Meher Baba's Biography


Meher Baba was born, Merwan Sheriar Irani, on 25th February 1894 in Poona, India. His parents were both of Iranian Zoroastrian descent.

As a schoolboy Merwan was noted for his loving and generous nature, but showed no sign of the destiny that awaited him. It was not until 1913, that he came into contact with Hazrat Babajan, a Muslim holy woman, who, in a role similar to John the Baptist with Jesus, awakened him to his true nature. With a simple kiss to Merwan’s forehead Babajan unveiled him.

After seven years spent under the spiritual guidance of Babajan, Sai Baba of Shirdi, Upasni Maharaj and other spiritual masters, his mission began in earnest. In the early 1920s his first male disciples began to gather around him and gave him the name Meher Baba, which means ‘Compassionate Father’. Baba took a group of them to Bombay, where he put them through the extreme rigours of their initial spiritual training. Then in 1923 he moved to a desolate spot outside Ahmednagar in central India, where he set up an ashram called Meherabad. Soon, a select group of women joined the ashram, notably his closest female disciple, Mehera Irani, who he described as ‘the purest soul in the universe’.

It was here on the 10th of July 1925 that Meher Baba began to keep silence. When asked how he would be able to teach, he replied: ‘I have come not to teach but to awaken’. He communicated primarily by means of an alphabet board, which he discarded in 1954 and used only hand gestures and facial expressions. He was later to state: ‘Because man has been deaf to the principles and precepts laid down by God in the past, in this present Avataric form I observe Silence. You have asked for and been given enough words – it is now time to live them.’ Meher Baba was to maintain this silence from 1925 right until his physical death over 43 years later.


In the 1920s Meher Baba made the first of three visits to Iran, and in 1931 he made his first journey to the West. He and his party travelled by boat, landing in the French port of Marseille on 11th September 1931, from where he proceeded to England, arriving in London the next day. Baba stayed in England for several weeks, mainly at a retreat centre in Devon and in London. Here he made contact with many of his early Western followers, or lovers as he called them, before travelling to the USA. Throughout the 1930s he made several trips to the West with visits to different parts of Europe which were important for his work, notably Italy, Switzerland, France, England and Spain. Of his work he stated: ‘I intend to bring together all religions and cults like beads on one string and revitalize them for individual and collective needs.’

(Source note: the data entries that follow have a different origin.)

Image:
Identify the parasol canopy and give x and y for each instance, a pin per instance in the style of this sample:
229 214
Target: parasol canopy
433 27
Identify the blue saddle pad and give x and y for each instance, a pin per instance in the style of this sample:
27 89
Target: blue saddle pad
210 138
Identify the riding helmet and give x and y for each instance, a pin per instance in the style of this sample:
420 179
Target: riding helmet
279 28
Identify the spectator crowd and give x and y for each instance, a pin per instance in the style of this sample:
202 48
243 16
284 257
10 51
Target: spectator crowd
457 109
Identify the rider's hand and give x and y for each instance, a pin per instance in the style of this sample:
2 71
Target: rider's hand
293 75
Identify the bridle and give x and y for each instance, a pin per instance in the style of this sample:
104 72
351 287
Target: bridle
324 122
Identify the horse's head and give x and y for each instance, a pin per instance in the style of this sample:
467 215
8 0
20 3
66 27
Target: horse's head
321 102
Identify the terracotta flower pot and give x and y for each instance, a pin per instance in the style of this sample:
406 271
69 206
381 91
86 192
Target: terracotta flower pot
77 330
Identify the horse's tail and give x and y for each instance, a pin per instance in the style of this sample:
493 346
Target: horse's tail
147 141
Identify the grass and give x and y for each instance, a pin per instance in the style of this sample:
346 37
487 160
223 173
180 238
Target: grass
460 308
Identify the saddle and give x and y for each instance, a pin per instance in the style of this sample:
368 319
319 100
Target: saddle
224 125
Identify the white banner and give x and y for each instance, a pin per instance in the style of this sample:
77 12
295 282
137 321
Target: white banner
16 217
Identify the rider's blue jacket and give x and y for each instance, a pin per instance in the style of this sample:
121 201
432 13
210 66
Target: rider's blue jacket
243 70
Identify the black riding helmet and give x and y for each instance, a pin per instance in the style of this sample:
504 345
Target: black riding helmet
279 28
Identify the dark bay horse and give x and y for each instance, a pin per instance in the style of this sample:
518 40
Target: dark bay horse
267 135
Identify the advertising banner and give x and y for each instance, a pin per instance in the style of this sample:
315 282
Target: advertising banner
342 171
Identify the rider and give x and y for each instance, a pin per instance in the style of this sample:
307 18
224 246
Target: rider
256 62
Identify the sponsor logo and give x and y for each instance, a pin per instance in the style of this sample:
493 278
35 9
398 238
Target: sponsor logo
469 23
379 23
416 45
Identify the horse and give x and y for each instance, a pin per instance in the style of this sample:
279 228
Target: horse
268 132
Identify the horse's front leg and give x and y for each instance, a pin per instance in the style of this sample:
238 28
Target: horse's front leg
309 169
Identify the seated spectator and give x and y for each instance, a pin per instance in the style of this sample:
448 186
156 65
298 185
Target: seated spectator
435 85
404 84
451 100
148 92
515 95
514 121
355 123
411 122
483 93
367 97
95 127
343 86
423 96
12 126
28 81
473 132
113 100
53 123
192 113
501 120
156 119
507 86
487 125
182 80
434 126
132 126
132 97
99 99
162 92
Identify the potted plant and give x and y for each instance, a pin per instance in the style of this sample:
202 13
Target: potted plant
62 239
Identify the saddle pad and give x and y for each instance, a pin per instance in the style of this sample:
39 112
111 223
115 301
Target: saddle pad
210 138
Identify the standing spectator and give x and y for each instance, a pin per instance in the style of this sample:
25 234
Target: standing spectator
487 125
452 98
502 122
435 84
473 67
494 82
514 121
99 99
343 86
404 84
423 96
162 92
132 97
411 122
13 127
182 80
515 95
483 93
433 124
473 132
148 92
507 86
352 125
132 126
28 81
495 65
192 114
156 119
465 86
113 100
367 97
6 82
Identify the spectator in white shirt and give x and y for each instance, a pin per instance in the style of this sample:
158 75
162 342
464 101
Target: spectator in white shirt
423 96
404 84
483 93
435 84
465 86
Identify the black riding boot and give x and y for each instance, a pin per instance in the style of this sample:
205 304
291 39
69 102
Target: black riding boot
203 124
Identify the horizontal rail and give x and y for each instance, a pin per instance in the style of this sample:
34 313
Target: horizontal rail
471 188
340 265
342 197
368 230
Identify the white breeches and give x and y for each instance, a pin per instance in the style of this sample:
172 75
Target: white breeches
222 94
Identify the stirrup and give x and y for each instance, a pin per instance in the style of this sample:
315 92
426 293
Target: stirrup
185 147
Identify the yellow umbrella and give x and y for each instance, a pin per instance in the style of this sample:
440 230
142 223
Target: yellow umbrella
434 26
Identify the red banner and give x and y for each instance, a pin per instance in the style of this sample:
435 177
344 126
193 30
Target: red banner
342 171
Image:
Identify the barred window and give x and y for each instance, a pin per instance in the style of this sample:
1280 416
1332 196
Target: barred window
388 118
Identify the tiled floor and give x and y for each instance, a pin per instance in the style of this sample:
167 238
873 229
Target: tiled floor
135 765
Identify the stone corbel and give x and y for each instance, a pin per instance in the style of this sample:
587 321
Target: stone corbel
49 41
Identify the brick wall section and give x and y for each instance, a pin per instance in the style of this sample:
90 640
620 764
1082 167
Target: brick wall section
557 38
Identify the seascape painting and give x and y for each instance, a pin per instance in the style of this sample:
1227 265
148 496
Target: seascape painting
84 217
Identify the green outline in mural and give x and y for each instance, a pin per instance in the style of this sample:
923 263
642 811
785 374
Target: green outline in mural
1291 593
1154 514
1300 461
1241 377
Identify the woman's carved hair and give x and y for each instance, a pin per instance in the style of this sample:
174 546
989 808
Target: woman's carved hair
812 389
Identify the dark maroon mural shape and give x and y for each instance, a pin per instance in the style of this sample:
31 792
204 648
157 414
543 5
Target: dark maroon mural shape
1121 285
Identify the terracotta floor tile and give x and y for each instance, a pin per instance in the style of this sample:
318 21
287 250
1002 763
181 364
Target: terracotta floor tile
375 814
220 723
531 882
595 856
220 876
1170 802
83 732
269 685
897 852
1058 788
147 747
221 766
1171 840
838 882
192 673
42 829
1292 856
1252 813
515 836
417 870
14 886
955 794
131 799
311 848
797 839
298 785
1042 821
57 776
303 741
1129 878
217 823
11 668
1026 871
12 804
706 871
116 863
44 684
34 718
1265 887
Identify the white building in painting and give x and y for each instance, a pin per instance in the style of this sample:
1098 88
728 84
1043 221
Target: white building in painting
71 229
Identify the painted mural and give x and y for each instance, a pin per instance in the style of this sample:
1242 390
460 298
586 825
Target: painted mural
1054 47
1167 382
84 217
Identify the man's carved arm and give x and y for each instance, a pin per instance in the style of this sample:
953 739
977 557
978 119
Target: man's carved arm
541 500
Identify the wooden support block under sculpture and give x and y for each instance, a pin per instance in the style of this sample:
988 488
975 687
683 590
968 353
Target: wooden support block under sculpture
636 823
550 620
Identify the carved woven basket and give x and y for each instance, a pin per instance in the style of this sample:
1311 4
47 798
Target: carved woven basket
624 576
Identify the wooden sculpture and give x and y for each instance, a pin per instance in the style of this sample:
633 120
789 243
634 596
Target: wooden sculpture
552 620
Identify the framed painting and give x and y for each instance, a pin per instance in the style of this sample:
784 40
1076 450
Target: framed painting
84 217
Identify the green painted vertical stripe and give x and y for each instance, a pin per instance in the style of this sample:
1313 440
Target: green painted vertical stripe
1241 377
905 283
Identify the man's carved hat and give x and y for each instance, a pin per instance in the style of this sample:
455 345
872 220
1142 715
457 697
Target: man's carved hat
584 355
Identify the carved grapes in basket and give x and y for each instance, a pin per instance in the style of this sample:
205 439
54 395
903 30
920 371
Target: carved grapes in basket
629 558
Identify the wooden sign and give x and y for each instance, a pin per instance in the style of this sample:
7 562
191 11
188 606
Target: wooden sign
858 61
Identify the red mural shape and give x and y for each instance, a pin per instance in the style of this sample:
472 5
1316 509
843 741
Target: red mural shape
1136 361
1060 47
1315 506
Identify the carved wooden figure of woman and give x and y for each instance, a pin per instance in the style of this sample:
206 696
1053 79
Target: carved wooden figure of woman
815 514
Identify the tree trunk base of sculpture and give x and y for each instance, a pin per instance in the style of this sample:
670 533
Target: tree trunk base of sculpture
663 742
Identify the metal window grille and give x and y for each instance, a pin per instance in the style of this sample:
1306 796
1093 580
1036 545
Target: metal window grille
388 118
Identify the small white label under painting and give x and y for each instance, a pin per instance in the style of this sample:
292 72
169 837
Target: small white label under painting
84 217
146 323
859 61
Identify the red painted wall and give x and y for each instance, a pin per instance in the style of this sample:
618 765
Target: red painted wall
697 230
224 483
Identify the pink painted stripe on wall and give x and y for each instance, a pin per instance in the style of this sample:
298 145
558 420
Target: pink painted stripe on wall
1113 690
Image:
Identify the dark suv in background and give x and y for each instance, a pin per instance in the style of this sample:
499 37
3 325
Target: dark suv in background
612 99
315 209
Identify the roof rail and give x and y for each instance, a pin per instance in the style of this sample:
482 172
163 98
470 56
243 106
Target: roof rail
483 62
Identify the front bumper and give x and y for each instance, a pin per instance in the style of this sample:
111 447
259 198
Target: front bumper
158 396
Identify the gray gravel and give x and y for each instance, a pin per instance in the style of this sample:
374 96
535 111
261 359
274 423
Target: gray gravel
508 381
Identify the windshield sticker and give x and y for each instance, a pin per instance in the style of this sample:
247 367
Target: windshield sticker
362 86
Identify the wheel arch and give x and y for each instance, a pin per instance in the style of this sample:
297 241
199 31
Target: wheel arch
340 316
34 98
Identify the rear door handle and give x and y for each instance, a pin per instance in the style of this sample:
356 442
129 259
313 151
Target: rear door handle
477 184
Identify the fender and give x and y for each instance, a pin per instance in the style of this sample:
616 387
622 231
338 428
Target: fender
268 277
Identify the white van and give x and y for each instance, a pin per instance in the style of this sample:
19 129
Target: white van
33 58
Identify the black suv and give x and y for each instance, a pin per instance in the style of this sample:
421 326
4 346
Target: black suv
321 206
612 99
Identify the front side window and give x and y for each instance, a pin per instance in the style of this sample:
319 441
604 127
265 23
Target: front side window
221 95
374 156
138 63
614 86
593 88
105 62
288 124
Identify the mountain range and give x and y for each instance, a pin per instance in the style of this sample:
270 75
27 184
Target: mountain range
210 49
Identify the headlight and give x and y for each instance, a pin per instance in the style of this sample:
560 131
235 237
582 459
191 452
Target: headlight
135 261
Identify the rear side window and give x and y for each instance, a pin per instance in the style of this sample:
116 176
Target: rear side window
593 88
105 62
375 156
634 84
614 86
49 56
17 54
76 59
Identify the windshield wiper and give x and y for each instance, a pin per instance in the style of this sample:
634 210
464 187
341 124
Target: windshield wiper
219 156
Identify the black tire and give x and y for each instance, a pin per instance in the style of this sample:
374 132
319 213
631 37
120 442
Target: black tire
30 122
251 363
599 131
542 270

Although Meher Baba set up many projects which involved educating children, feeding and clothing the poor, caring for lepers (who he called ‘beautiful souls in ugly cages’), the mentally ill and the God-intoxicated, his main mission was to heal the spiritual suffering experienced by all of humanity regardless of physical and material well-being. His remedy for this is love. ‘I have come to sow the seed of love in your hearts, so that in spite of all superficial diversity which your life in illusion must experience and endure, the feeling of oneness through love is brought about amongst all the nations, creeds, sects and castes of the world.’

He emphasised the oneness of humanity; that all differences are transient and not intrinsic to our nature; that people go through all the varied experiences of being man and woman, black and white, rich and poor, beautiful and ugly in different lifetimes, which are no more than ‘different clothes which you alternately wear and discard’.


In 1949 Meher Baba began a phase which he called the New Life, travelling around India with a group of his closest men and women disciples until 1952. During this ‘life of complete helplessness and hopelessness’, Baba travelled incognito and the group had to beg for food and lodgings, relying on the generosity of others, many of whom had no idea who Baba was.

Shortly after the New Life ended, Baba returned to the USA in 1952, and in Prague, Oklahoma he suffered the first of two car accidents in which he broke his bones. He later said: ‘I got my physical bones broken so as to break the backbone of the material aspect of the Machine Age, keeping intact its spiritual aspect.’ The second accident, which was in Satara, India in 1956, left Baba with such a badly crushed hip that doctors doubted he would ever walk again. However, he did manage to do so, albeit with severe impairment and pain.

Meher Baba explained that the Avatar, whose earlier advents include Zoroaster, Rama, Krishna, Buddha, Jesus and Muhammad, is the same Ancient One who comes to earth to give humanity a spiritual push through his divine love.

When Meher Baba left his earthly body in 1969, the following telegram was sent to his followers around the world. ‘Avatar Meher Baba dropped his physical body at 12 noon 31st January at Meherazad to live eternally in the hearts of all his lovers.’ He is buried in the Samadhi (tomb-shrine) at Meherabad, which is now a place of pilgrimage for people from all over the world.